Dalamar estaba en la playa de una lúgubre isla, en la que el gemido del mar y el cansino suspiro de las olas contra la rocosa orilla inundaban el gris amanecer. Desvió la mirada del melancólico cielo hacia el lugar por donde Regene caminaba en dirección a un amplio brazo de piedra que surgía de tierra firme. Alrededor yacían huesos blanqueados, cráneos destrozados y los desdichados fragmentos de lo que habían sido orgullosas quillas. No se trataba de los restos de un naufragio sino de muchos. No eran puertos favorables, las rocosas costas de Karthay. Muy pocos atracaban en ellas a propósito, y sólo algunos de los que se veían arrojados allí por la tormenta o la persecución de los piratas que merodeaban por Mithas y su isla hermana Kothas vivían para lamentar su destino. Eso era Karthay, la isla donde moraba el enano oscuro.

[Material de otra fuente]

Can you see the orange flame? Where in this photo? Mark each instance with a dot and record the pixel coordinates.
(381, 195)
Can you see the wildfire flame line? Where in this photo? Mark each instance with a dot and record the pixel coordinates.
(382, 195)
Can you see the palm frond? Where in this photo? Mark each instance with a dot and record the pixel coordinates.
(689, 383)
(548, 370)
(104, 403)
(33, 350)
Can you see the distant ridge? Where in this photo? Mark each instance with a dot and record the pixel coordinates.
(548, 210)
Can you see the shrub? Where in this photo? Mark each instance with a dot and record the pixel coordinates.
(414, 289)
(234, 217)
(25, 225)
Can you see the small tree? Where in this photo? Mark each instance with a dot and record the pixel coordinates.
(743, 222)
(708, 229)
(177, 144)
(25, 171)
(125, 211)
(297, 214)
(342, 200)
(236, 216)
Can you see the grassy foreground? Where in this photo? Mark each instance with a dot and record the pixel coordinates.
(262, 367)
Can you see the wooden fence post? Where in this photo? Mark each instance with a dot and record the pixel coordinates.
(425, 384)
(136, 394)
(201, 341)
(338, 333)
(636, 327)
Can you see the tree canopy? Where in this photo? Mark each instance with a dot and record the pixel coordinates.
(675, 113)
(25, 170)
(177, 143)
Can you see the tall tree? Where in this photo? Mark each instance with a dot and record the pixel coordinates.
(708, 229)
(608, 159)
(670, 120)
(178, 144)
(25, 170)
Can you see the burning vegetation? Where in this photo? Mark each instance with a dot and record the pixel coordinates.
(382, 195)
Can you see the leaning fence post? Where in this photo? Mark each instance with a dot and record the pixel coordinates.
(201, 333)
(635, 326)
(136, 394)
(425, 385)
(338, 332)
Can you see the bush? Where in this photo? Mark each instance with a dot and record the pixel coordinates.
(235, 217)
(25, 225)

Regene interrumpió su paseo y le hizo señas con la mano para que se reuniera con ella. El mago obedeció, andando con tiento entre las piedras y apartando huesos a patadas, y cuando rodeó el promontorio, vio una calzada que iba a dar a la playa unos quinientos metros más allá. Amplia y lisa, ascendía en sinuosas etapas por la ladera de la montaña hasta el lugar donde una ciudadela flanqueada por torres coronaba el elevado pico. Ninguna magia protegía la calzada, no se habían dispuesto ni trampas, ni barreras. Pero ¿por qué iba a haberlas? En algún punto cercano, en una de las cumbres de menor altura situadas detrás de la ciudadela, acechaba un dragón color azul acero. Él lo había visto en el mapa que Ladonna había creado con su magia, y recordaba su advertencia.
A lo alto, las gaviotas chirriaban, al tiempo que sus alas grises y sus lomos blancos capturaban el primer destello del día. Regene alzó los ojos hacia los riscos que se elevaban sobre el mar, y sus mejillas, que él siempre había visto sonrosadas y vivaces, brillaron pálidas ahora.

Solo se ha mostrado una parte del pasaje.